Ombudsman Vladimir Lukin has called for the government to acknowledge that 22,000 Poles executed in Katyn forest and elsewhere by Josef Stalin’s henchmen in 1940 were victims of political purges — if relatives don’t sue.
“We’ve got to put an end to it through complete transparency and the refusal of material claims,” Lukin said Friday, Interfax reported.
He said Russia must declassify and hand over to Poland all documents concerning the killings, which have strained Russian-Polish relations for decades.
“We must publish all the data we have once and for all,” he said.
Thousands of members of the Polish military and elite were executed in the Katyn forest after the Soviet Union invaded Poland in World War II. Moscow blamed the executions on Nazi Germany, which took over the area in 1941, but the State Duma acknowledged last year that the killings were done by the Soviet secret service NKVD on Stalin’s order.

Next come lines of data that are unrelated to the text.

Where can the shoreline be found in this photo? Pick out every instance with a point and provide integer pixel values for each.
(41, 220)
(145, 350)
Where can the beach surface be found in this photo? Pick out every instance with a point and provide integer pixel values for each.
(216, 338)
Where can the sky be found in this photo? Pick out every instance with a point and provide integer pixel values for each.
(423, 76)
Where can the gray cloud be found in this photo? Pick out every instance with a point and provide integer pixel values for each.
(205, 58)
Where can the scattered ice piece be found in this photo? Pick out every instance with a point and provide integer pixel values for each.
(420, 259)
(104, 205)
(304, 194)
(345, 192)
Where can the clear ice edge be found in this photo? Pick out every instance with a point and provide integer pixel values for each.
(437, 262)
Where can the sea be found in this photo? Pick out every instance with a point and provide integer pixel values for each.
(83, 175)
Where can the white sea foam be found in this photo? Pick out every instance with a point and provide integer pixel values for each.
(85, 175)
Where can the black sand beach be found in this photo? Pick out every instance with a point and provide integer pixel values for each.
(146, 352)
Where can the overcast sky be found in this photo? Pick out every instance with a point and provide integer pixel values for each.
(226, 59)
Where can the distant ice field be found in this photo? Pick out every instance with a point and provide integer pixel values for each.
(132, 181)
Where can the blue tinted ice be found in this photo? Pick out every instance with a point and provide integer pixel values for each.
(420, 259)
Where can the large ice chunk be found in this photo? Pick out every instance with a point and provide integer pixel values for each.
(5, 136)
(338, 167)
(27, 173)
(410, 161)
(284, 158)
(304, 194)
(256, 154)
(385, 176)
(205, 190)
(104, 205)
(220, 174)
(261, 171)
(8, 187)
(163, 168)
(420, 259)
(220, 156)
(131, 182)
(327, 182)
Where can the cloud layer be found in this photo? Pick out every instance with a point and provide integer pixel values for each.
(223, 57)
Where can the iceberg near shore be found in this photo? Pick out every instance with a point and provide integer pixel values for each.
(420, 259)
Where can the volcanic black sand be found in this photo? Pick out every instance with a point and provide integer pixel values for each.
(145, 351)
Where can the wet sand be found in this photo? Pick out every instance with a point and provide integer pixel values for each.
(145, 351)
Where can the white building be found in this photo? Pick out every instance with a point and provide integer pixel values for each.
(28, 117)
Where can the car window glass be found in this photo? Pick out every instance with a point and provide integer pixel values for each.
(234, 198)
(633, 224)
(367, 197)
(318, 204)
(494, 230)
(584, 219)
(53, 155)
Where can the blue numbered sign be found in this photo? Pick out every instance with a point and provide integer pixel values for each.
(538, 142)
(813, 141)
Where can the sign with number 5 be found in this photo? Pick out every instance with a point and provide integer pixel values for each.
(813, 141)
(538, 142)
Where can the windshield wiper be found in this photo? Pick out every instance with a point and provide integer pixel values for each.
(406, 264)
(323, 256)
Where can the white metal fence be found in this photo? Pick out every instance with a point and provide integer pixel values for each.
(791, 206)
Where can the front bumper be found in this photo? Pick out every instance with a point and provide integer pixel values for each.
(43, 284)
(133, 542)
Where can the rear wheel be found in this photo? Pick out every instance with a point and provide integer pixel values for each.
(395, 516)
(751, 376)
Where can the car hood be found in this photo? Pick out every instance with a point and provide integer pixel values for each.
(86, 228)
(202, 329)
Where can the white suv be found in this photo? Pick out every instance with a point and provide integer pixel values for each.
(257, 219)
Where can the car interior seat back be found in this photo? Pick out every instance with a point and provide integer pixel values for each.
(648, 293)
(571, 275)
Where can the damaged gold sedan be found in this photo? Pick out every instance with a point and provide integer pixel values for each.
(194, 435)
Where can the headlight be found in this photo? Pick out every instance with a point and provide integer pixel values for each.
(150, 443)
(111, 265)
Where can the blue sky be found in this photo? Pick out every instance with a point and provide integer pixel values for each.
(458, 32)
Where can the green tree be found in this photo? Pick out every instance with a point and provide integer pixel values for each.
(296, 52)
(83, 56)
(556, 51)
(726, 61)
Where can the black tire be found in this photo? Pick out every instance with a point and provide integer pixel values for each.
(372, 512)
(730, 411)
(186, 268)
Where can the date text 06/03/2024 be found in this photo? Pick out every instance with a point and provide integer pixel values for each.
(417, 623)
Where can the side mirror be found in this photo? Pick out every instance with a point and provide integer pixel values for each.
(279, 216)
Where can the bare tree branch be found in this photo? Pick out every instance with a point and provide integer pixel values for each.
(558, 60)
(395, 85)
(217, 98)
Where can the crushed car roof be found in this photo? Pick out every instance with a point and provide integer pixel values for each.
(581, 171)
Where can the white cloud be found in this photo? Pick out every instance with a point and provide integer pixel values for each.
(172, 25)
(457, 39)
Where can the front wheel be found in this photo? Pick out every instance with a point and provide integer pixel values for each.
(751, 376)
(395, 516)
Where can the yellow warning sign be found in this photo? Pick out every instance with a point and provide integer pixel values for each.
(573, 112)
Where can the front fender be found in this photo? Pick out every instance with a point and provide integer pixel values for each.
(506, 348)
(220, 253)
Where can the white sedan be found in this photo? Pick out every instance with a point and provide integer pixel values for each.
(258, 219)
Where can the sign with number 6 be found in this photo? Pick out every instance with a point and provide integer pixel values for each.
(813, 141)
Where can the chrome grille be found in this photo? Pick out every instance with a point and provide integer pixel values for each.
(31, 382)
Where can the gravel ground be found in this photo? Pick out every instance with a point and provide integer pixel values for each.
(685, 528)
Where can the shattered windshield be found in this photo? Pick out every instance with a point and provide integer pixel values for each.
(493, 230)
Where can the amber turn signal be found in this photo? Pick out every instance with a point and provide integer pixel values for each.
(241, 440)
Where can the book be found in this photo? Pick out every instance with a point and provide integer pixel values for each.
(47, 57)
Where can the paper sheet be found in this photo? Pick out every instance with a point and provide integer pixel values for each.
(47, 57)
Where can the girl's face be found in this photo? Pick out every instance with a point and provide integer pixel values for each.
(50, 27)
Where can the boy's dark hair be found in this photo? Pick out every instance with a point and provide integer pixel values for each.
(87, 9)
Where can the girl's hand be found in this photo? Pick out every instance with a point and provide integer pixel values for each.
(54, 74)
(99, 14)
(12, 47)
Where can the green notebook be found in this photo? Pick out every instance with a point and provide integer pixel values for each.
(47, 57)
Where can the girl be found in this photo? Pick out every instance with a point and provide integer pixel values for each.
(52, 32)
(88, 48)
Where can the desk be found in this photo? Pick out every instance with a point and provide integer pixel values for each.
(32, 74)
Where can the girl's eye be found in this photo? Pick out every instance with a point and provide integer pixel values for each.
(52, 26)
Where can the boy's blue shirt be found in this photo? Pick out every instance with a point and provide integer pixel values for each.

Nevertheless, Russia has not formally recognized the slaughter as political repression. The Military Prosecutor General’s Office closed an inquiry in 2004 and classified its reasons for doing so.
Many Soviet documents on the issue also remain secret, although Moscow began to declassify them following a political thaw prompted by the Katyn tragedy last year when Polish President Lech Kaczynski died in a plane crash en route to the forest.
In all, 148 of 183 volumes on the Katyn killings have been handed over to Poland, Prosecutor General Yury Chaika said Thursday, without elaborating why the rest remain under wraps and whether they might eventually be released.